FDA approves new tablet version of oral SMA treatment Evrysdi
New formulation designed to make treatment easier, more convenient
The U.S. Food and Drug Administration (FDA) has approved a new tablet formulation of Evrysdi (risdiplam), an approved oral treatment for spinal muscular atrophy (SMA).
“Evrysdi has robust potential to modify the SMA disease trajectory, and has already been used to treat thousands of patients to date,” Levi Garraway, MD, PhD, chief medical officer and head of global product development at Genentech, said in a company press release. “This approval marks another significant step forward.”
Genentech leads Evrysdi’s development in collaboration with the SMA Foundation and PTC Therapeutics.
The new tablet is available at a dose of 5 mg, which is the recommended dosage for patients ages 2 and older who weigh at least 20 kg (about 44 pounds). The tablet can be swallowed whole or dissolved in water.
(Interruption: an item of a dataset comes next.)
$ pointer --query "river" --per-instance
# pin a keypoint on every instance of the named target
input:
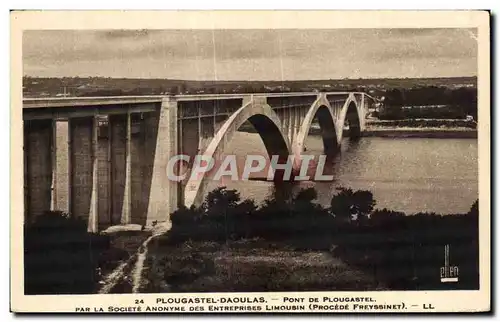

“We cannot underestimate the value that comes with simplifying treatment administration and disease management for people who are living with SMA or those caring for them,” said Kenneth Hobby, president of Cure SMA. “This new room temperature stable formulation option offers an additional choice that may more conveniently fit into daily living activities such as working, traveling, and education.”
New formulation provides ‘flexible option’
The chief cause of SMA is mutations in the gene SMN1, which provides instructions to make a protein called SMN. Lack of the SMN protein causes motor neurons, the nerves that control movement, to sicken and die, ultimately leading to SMA symptoms.
A different gene, SMN2, is able to produce SMN protein as well, but due to a quirk of the genetic sequence it is usually much less active than SMN1. Evrysdi works to boost the activity of SMN2 to facilitate production of more SMN protein, which has been proven to help slow the progression of SMA.
Evrysdi was approved by the FDA in 2020 as to treat SMA patients ages 2 months and older. The agency extended the approval in 2022 to also cover babies younger than 2 months.
The originally approved version of the drug is an oral solution, which remains the only version available for children younger than 2 and SMA patients who take the medication via feeding tube. The new tablet formulation may offer more convenient dosing for older SMA patients who don’t use a feeding tube, according to Genentech.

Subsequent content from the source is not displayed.